NEW YORK—Computer Sciences Corporation will pay $190 million to settle charges of accounting fraud that inflated earnings five years ago, U.S. securities regulators announced Friday.

Five of eight former CSC executives who were charged agreed to settle, including former chief executive Michael Laphen, who will return to the company $3.7 million in compensation and also pay a $750,000 penalty, the Securities and Exchange Commission said.

The SEC said CSC began one aspect of its fraud when it discovered it would lose money on a contract with Britain's National Health Services because it would miss deadlines.

CSC officials changed their accounting models on the NHS contract in ways "that artificially increased its profits but had no basis in reality," the SEC said.

These changes allowed CSC to avoid big hits to earnings in 2010 and 2011. The SEC also accused Laphen and former chief financial officer Michael Mancuso of misleading statements about the NHS contract.

"When companies face significant difficulties impacting their businesses, they and their top executives must truthfully disclose this information to investors," said SEC director of enforcement Andrew Ceresney.

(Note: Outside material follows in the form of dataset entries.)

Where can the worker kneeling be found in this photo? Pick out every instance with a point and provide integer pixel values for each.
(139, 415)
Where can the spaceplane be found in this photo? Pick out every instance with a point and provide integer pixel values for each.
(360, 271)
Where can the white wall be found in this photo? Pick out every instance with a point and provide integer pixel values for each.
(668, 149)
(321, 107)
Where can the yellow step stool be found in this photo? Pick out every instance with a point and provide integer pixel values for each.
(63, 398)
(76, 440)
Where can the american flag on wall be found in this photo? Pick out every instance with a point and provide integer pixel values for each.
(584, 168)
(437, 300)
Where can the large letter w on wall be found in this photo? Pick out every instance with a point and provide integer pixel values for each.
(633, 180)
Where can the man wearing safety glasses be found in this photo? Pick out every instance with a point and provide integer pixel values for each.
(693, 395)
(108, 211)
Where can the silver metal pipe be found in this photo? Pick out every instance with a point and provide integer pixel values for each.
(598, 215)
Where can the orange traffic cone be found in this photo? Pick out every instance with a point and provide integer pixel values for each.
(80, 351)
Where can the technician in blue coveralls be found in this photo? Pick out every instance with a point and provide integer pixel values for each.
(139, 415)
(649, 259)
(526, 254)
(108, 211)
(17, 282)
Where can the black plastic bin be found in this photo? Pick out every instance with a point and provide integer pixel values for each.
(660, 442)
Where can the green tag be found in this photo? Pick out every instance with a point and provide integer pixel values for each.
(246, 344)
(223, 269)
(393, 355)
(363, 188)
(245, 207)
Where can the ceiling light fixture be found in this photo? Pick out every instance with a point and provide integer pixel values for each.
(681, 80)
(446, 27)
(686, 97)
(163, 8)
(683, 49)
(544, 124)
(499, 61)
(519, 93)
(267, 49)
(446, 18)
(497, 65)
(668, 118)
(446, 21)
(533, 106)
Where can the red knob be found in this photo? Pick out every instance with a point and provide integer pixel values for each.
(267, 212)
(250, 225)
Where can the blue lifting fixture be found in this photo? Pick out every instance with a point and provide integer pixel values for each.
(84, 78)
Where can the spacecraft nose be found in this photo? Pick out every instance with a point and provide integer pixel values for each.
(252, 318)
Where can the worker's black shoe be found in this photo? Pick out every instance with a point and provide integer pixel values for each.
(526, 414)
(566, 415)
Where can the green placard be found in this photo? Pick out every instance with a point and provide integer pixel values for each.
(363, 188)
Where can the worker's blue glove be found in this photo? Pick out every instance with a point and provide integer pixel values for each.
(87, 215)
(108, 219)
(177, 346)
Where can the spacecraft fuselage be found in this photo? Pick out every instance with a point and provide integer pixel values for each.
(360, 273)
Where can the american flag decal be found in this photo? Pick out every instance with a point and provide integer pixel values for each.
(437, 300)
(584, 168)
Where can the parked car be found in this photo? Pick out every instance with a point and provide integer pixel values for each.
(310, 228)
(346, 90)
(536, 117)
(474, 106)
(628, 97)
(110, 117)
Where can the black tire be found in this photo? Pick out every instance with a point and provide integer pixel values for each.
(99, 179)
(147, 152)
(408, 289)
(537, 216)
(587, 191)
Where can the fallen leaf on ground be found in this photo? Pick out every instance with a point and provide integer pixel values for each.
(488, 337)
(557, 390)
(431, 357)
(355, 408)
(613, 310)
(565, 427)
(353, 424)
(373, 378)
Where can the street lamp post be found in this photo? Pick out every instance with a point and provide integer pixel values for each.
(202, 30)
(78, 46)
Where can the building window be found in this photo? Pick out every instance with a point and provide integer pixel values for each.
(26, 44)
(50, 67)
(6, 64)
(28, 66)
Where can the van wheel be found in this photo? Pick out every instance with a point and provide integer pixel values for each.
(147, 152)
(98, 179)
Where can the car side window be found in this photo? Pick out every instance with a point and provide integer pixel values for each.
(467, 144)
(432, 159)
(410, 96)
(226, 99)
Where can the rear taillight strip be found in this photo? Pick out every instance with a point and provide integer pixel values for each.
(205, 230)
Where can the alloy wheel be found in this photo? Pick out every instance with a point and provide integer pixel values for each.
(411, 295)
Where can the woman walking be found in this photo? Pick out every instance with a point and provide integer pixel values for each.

"CSC repeatedly based its financial results and disclosures on the NHS contract it was negotiating rather than the one it actually had, and misled investors about the true status of the contract."

The SEC also found that CSC staff in Australia overstated earnings in 2009 by failing to record required expenses. 

In the Nordic region, the SEC found "a variety of accounting manipulations" to fraudulently lift earnings, including improperly accounting for client disputes and overstating assets.

CSC said it neither admitted nor denied the SEC's allegations. The company has previously implemented a number of steps to train employees, hire compliance staff and boost internal controls.

CSC described the broad terms of the settlement in a December 2014 securities filing. The agreement was approved by the SEC Thursday, the company said.

The SEC's announcement follows a Bloomberg report Thursday that CSC was in talks to be acquired by Hewlett-Packard before negotiations broke down last month. CSC provides information technology integration services to private and government clients.

In mid-morning trade, CSC shares fell 0.3% to $67.52.